Problems arose with tests on quot: (let [r (quot 10.0M 3)] (and (decimal? r) (= 3.0M r))) is false on ClojureCLR. Easy enough to find the proximal cause:

	JVM	CLR
(quot 10.0M 3)	=> 3.0M	=> 3.333333333M

The quot function is defined in Clojure core as

(defn quot
  "quot[ient] of dividing numerator by denominator."
  {:added "1.0"
   :static true
   :inline (fn [x y] `(. clojure.lang.Numbers (quotient ~x ~y)))}
  [num div]
    (. clojure.lang.Numbers (quotient num div)))

And we are always on thin ice down in clojure.lang.Numbers. This call will end up in a call to Numbers.BigDecimalOps.quotient in both the JVM and the CLR.

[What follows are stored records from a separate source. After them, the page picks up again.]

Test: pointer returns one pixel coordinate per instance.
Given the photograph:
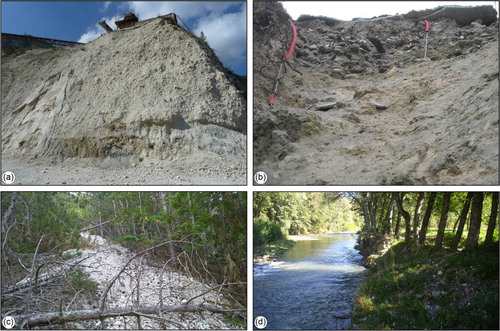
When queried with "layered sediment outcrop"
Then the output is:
(144, 95)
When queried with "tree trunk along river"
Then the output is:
(312, 286)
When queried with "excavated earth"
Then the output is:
(391, 117)
(144, 105)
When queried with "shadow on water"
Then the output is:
(311, 283)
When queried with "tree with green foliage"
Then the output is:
(492, 221)
(443, 219)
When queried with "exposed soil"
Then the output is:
(145, 105)
(392, 117)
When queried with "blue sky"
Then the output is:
(347, 10)
(223, 23)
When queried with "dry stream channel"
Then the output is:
(312, 286)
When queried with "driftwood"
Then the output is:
(38, 319)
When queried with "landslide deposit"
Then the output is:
(149, 104)
(359, 105)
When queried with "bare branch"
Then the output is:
(36, 319)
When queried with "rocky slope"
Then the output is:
(392, 117)
(152, 97)
(141, 283)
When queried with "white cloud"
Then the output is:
(186, 10)
(96, 30)
(226, 34)
(105, 6)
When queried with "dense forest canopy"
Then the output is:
(279, 214)
(200, 234)
(454, 219)
(432, 259)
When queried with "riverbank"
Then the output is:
(312, 287)
(272, 251)
(424, 287)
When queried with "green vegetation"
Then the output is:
(433, 261)
(202, 234)
(280, 214)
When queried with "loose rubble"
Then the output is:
(147, 102)
(397, 118)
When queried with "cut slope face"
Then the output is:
(144, 95)
(394, 118)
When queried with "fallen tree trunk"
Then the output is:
(33, 320)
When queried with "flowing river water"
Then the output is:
(312, 286)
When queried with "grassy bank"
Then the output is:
(424, 287)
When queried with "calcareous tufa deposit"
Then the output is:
(145, 96)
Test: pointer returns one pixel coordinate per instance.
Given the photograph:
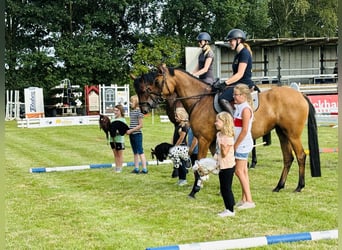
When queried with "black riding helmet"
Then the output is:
(235, 34)
(203, 36)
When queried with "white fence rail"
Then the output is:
(58, 121)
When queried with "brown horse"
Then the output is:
(282, 108)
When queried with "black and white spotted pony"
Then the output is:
(175, 153)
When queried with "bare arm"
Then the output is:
(136, 128)
(238, 75)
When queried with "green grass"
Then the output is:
(99, 209)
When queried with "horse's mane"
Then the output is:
(172, 73)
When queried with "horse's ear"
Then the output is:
(162, 68)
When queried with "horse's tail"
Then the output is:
(315, 163)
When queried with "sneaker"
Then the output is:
(144, 171)
(182, 182)
(226, 213)
(135, 171)
(247, 205)
(239, 204)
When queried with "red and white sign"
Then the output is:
(327, 104)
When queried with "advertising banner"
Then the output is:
(34, 102)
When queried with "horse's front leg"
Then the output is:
(287, 160)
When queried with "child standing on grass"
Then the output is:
(118, 142)
(225, 157)
(136, 136)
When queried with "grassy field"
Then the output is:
(100, 209)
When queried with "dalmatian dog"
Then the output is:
(205, 166)
(175, 153)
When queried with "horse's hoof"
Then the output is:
(298, 190)
(251, 166)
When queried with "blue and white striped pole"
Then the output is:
(90, 166)
(253, 242)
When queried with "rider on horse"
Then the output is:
(242, 68)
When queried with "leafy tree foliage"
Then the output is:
(102, 41)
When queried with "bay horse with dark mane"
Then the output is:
(281, 108)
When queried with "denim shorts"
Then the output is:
(136, 143)
(241, 156)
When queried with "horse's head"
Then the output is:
(147, 98)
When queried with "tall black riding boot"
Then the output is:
(225, 105)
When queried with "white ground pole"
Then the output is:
(253, 242)
(90, 166)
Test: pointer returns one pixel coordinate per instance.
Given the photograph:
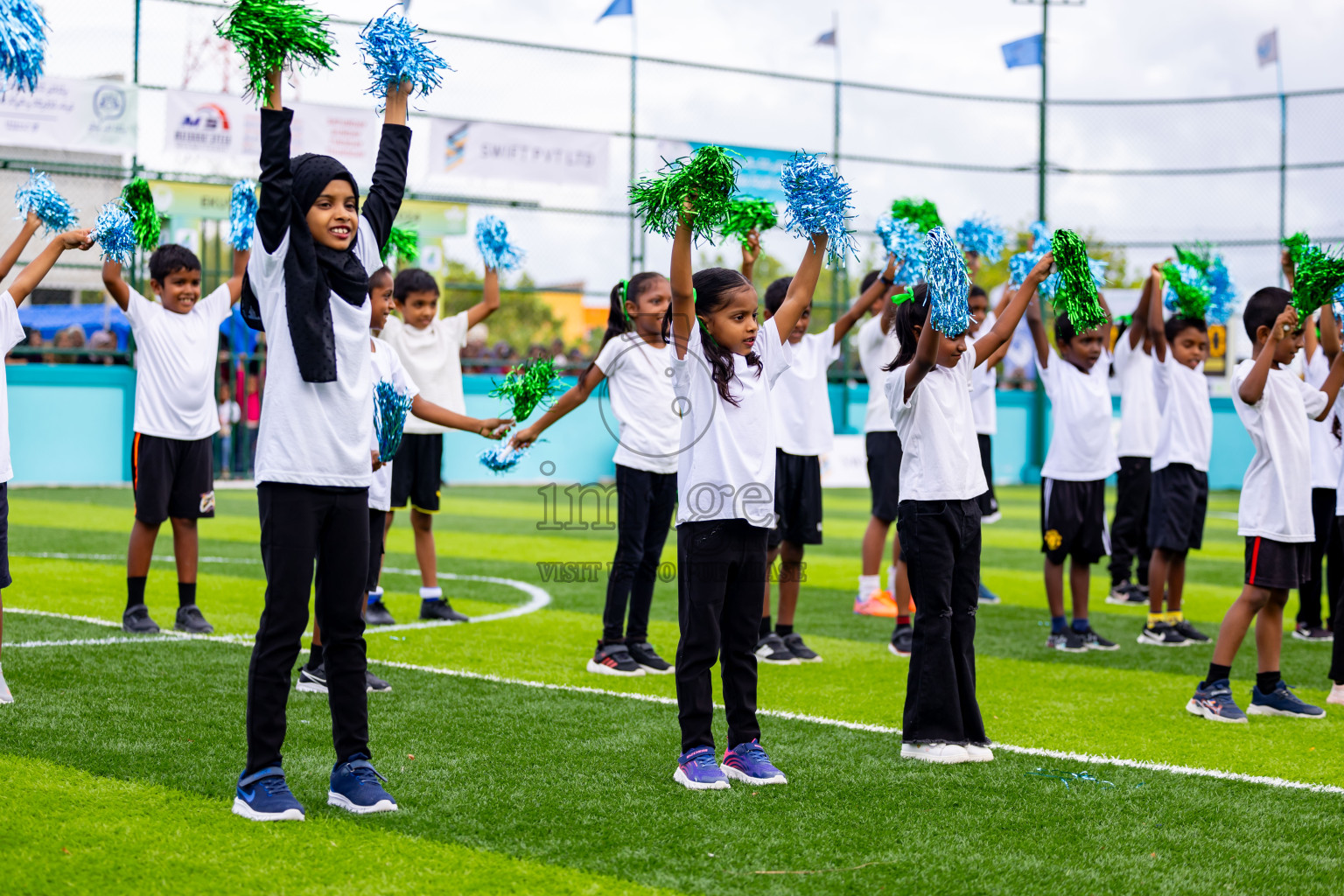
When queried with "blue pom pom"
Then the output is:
(983, 236)
(37, 195)
(394, 52)
(902, 238)
(115, 233)
(819, 203)
(23, 45)
(492, 242)
(949, 284)
(242, 215)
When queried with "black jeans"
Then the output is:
(301, 524)
(1130, 528)
(646, 504)
(1328, 549)
(940, 542)
(721, 578)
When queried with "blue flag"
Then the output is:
(1023, 52)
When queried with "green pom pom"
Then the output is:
(402, 245)
(920, 213)
(270, 34)
(747, 214)
(147, 223)
(707, 178)
(527, 386)
(1077, 293)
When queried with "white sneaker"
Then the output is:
(945, 754)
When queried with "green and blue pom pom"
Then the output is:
(37, 195)
(819, 203)
(492, 242)
(394, 52)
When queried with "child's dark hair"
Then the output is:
(1264, 308)
(170, 258)
(413, 280)
(711, 289)
(776, 293)
(909, 315)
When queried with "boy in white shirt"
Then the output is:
(800, 406)
(1073, 479)
(430, 351)
(176, 419)
(1276, 508)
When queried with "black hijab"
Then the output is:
(313, 271)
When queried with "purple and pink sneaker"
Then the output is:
(749, 763)
(696, 770)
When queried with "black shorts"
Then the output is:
(376, 535)
(885, 473)
(1073, 520)
(1176, 506)
(1277, 564)
(418, 472)
(172, 479)
(797, 499)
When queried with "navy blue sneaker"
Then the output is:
(749, 763)
(263, 795)
(696, 770)
(355, 788)
(1214, 702)
(1281, 702)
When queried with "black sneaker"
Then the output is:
(902, 641)
(136, 621)
(191, 620)
(772, 649)
(378, 615)
(648, 659)
(794, 641)
(614, 660)
(440, 609)
(1190, 633)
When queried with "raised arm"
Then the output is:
(802, 288)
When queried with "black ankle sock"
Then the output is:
(135, 590)
(1266, 682)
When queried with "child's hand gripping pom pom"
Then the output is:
(394, 52)
(270, 34)
(949, 284)
(38, 196)
(699, 188)
(492, 242)
(527, 386)
(819, 203)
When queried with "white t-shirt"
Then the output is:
(726, 462)
(433, 358)
(875, 352)
(1186, 430)
(386, 367)
(313, 433)
(175, 366)
(800, 401)
(1081, 444)
(1138, 414)
(1276, 497)
(11, 333)
(1326, 451)
(984, 379)
(937, 427)
(642, 402)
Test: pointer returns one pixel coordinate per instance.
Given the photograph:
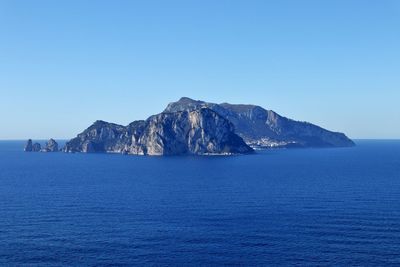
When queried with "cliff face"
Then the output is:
(265, 128)
(199, 132)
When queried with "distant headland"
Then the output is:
(199, 128)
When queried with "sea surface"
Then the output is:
(307, 207)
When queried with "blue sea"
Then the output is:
(307, 207)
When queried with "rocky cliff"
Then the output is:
(201, 132)
(261, 128)
(50, 146)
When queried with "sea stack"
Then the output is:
(28, 146)
(51, 146)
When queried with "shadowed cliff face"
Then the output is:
(199, 132)
(262, 128)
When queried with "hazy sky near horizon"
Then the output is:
(65, 64)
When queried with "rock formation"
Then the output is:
(51, 146)
(262, 128)
(28, 146)
(199, 132)
(36, 147)
(200, 128)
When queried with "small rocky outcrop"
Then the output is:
(197, 132)
(28, 146)
(36, 147)
(51, 146)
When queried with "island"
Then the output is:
(194, 127)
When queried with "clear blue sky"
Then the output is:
(65, 64)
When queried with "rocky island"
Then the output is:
(50, 146)
(196, 127)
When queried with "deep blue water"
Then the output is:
(279, 207)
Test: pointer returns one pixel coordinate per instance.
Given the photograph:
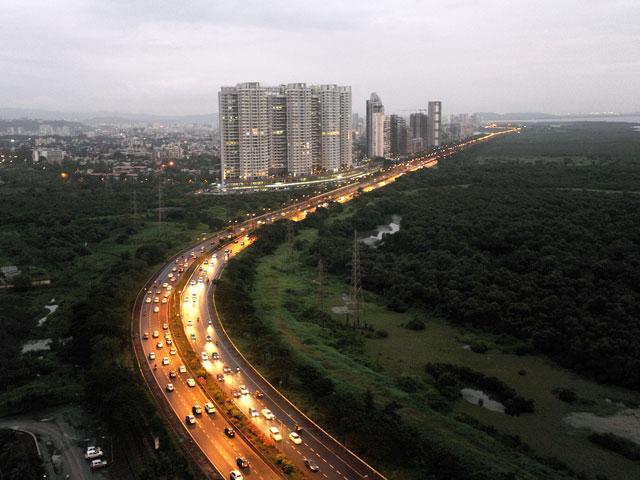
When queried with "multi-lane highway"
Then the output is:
(206, 441)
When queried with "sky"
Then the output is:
(171, 57)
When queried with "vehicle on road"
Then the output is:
(311, 465)
(235, 475)
(93, 452)
(96, 464)
(275, 434)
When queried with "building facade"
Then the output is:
(294, 129)
(434, 124)
(375, 126)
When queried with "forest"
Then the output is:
(546, 252)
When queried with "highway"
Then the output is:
(212, 450)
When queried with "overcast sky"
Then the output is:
(171, 57)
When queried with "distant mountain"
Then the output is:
(101, 118)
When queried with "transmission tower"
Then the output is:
(160, 203)
(321, 287)
(356, 285)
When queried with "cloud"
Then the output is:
(172, 56)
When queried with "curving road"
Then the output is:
(205, 441)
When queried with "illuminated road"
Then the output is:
(212, 449)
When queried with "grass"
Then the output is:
(381, 362)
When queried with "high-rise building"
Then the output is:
(418, 123)
(397, 135)
(375, 109)
(434, 123)
(292, 129)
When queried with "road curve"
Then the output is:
(206, 444)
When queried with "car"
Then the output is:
(295, 438)
(98, 463)
(311, 465)
(275, 434)
(235, 475)
(93, 452)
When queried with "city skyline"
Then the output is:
(570, 58)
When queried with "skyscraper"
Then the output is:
(375, 126)
(434, 123)
(292, 129)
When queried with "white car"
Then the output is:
(275, 434)
(295, 438)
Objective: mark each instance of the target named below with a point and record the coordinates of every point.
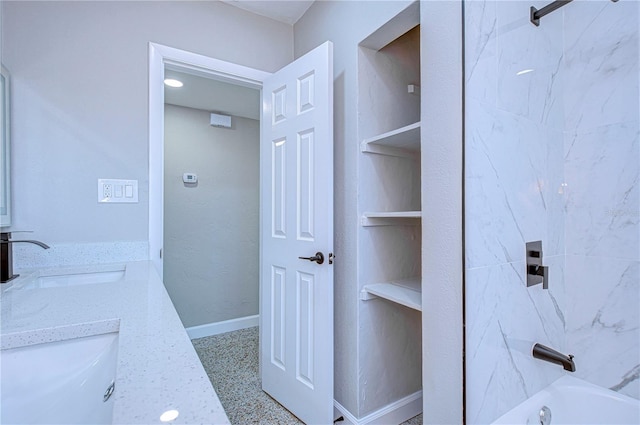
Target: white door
(296, 178)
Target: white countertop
(158, 368)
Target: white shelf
(406, 292)
(401, 142)
(390, 218)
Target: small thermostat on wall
(190, 178)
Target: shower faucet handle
(543, 271)
(536, 272)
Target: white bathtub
(574, 401)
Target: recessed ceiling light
(171, 82)
(169, 415)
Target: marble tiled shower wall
(552, 154)
(602, 162)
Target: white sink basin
(61, 382)
(54, 281)
(73, 276)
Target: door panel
(296, 329)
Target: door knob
(318, 258)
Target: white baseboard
(392, 414)
(210, 329)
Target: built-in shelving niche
(389, 206)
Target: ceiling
(212, 95)
(287, 11)
(216, 96)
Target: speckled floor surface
(231, 362)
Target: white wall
(602, 173)
(211, 229)
(552, 155)
(80, 102)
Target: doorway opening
(211, 202)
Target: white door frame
(159, 57)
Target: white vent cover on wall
(218, 120)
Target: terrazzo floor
(231, 362)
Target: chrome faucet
(545, 353)
(6, 255)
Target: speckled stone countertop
(157, 370)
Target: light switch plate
(117, 191)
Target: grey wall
(80, 102)
(211, 229)
(327, 20)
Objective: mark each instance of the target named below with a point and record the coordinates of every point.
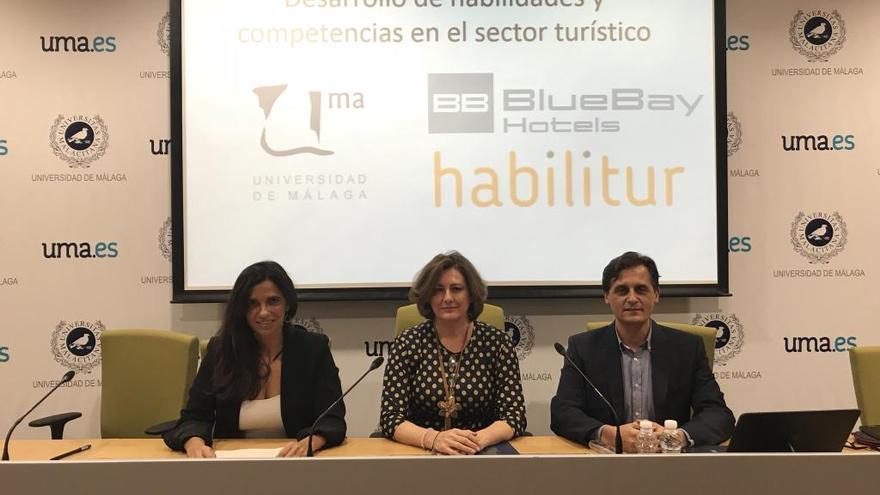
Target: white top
(261, 418)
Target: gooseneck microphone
(375, 364)
(64, 379)
(618, 442)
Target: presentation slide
(353, 140)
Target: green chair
(706, 333)
(408, 316)
(865, 364)
(146, 375)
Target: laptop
(872, 431)
(793, 431)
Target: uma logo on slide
(460, 103)
(268, 95)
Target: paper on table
(247, 453)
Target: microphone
(375, 364)
(64, 379)
(618, 442)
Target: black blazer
(682, 383)
(309, 384)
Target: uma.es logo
(819, 344)
(78, 44)
(460, 103)
(739, 244)
(80, 250)
(160, 146)
(737, 42)
(808, 142)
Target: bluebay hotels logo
(818, 236)
(729, 334)
(460, 103)
(79, 140)
(522, 335)
(817, 34)
(163, 34)
(77, 345)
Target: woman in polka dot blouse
(452, 383)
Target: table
(364, 465)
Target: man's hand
(628, 434)
(196, 449)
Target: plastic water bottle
(646, 443)
(670, 443)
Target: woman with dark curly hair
(452, 383)
(261, 376)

	public Number quotient(Number x, Number y){
		MathContext mc = (MathContext) MATH_CONTEXT.deref();
		return mc == null
		       ? c
		       : toBigDecimal(x).divideToIntegralValue(toBigDecimal(y), mc);
	}

            public override object quotient(object x, object y)
            {
                BigDecimal.Context? c = (BigDecimal.Context?)RT.MathContextVar.deref();
                return c == null
                    ? ToBigDecimal(x).DivideInteger(ToBigDecimal(y))
                    : ToBigDecimal(x).DivideInteger(ToBigDecimal(y), c.Value);
            }

In both instances, *math-context* is null, so the difference will be found in the calls

JVM	CLR
toBigDecimal(x).divideToIntegralValue(toBigDecimal(y))	ToBigDecimal(x).DivideInteger(ToBigDecimal(y))

java.math.BigDecimal is defined by the JVM. We can look at its doc:

Returns a BigDecimal whose value is the integer part of (this / divisor). Since the integer part of the exact quotient does not depend on the rounding mode, the rounding mode does not affect the values returned by this method. The preferred scale of the result is (this.scale() - divisor.scale()). An ArithmeticException is thrown if the integer part of the exact quotient needs more than mc.precision digits. (DONE!)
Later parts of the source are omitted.